Suppose again that $$\bs{X} = (X_1, X_2, \ldots)$$ is a sequence of Bernoulli trials with success parameter $$p$$, and that as usual, $$Y_n = \sum_{i=1}^n X_i$$ is the number of successes in the first $$n$$ trials for $$n \in \N$$. The proportion of successes in the first $$n$$ trials is the random variable $M_n = \frac{Y_n}{n} = \frac{1}{n} \sum_{i=1}^n X_i$ In statistical terms, $$M_n$$ is the sample mean of the random sample $$(X_1, X_2, \ldots, X_n)$$. The proportion of successes $$M_n$$ is typically used to estimate the probability of success $$p$$ when this probability is unknown.

It is easy to express the probability density function of the proportion of successes $$M_n$$ in terms of the probability density function of the number of successes $$Y_n$$. First, note that $$M_n$$ takes the values $$k / n$$ where $$k \in \{0, 1, \dots, n\}$$.

The probabiliy density function of $$M_n$$ is given by $\P \left( M_n = \frac{k}{n} \right) = \binom{n}{k} p^k (1 - p)^{n-k}, \quad k \in \{0, 1, \ldots, n\}$

Proof:

Trivially, $$M_n = k / n$$ if and only if $$Y_n = k$$ for $$k \in \{0, 1, \ldots, n\}$$.

In the binomial coin experiment, select the proportion of heads.
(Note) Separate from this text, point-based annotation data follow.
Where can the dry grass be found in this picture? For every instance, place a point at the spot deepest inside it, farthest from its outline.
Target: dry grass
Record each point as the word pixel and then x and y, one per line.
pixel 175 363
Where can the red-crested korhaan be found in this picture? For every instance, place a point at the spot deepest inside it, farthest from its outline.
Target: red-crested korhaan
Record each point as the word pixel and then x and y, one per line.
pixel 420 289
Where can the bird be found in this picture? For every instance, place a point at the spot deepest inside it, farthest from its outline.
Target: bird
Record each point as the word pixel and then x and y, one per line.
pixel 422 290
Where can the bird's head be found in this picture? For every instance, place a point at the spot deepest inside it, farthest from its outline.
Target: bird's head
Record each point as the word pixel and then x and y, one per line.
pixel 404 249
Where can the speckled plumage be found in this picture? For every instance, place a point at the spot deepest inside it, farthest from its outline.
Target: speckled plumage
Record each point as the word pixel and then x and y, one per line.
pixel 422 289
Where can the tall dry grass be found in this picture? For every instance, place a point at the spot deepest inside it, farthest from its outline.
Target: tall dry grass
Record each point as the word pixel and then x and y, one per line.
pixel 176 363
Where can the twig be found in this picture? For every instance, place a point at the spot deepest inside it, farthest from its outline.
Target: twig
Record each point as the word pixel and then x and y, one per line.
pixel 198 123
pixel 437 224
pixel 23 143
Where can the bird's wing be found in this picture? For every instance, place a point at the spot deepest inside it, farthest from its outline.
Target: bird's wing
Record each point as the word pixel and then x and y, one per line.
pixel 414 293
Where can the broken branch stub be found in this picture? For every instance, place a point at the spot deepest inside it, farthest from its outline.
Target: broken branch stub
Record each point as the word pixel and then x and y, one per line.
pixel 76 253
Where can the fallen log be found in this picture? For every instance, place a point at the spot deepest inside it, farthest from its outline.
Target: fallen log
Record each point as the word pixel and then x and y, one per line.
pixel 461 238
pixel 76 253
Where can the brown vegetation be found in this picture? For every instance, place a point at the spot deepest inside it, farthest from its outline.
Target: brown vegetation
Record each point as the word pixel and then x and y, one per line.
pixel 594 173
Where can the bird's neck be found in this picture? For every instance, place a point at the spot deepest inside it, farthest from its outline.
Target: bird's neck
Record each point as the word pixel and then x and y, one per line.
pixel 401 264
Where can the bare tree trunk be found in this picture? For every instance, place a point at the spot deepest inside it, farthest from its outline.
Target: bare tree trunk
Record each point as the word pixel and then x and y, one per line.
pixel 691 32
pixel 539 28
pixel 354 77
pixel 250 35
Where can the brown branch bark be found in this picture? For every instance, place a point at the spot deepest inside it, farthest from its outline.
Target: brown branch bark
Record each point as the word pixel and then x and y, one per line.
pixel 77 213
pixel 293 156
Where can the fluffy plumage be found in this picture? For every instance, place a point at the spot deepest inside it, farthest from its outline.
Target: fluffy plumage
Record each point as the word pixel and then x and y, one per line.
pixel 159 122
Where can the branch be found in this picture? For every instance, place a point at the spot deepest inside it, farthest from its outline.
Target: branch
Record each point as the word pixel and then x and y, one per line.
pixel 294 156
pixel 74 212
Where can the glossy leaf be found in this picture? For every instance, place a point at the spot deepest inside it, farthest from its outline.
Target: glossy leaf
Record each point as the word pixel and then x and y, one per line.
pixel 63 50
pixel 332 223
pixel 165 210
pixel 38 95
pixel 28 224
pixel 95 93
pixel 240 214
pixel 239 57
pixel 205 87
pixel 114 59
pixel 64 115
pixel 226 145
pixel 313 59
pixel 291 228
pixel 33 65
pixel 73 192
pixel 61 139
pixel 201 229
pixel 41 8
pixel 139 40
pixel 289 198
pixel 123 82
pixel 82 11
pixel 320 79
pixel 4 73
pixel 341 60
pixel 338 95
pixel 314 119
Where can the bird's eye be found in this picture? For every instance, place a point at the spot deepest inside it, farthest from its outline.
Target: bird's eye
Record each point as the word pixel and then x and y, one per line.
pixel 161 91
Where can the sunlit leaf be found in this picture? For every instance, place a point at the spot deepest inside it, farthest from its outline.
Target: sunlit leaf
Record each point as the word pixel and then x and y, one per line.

Vary $$n$$ and $$p$$ with the scroll bars and note the shape of the probability density function. For selected values of the parameters, run the experiment 1000 times and compare the relative frequency function to the probability density function.

The mean and variance of the proportion of successes $$M_n$$ are easy to compute from the mean and variance of the number of successes $$Y_n$$.

The mean and variance of $$M_n$$ are

1. $$\E(M_n) = p$$
2. $$\var(M_n) = \frac{1}{n} p (1 - p)$$.
Proof:

From the scaling properties of expected value and variance,

1. $$\E(M_n) = \frac{1}{n} \E(Y_n) = \frac{1}{n} n p = p$$
2. $$\var(M_n) = \frac{1}{n^2} \var(Y_n) = \frac{1}{n^2} n p (1 - p) = \frac{1}{n} p (1 - p)$$

In the binomial coin experiment, select the proportion of heads. Vary $$n$$ and $$p$$ and note the size and location of the mean$$\pm$$standard deviation bar. For selected values of the parameters, run the experiment 1000 times and compare the empirical moments to the distribution moments.

Recall that skewness and kurtosis are standardized measures. Since $$M_n$$ and $$Y_n$$ have the same standard score, the skewness and kurtosis of $$M_n$$ are the same as the skewness and kurtosis of $$Y_n$$ given above.

In statistical terms, part (a) of the moment result above means that $$M_n$$ is an unbiased estimator of $$p$$. From part (b) note that $$\var(M_n) \le \frac{1}{4 n}$$ for any $$p \in [0, 1]$$. In particular, $$\var(M_n) \to 0$$ as $$n \to \infty$$ and the convergence is uniform in $$p \in [0, 1]$$. Thus, the estimate improves as $$n$$ increases; in statistical terms, this is known as consistency.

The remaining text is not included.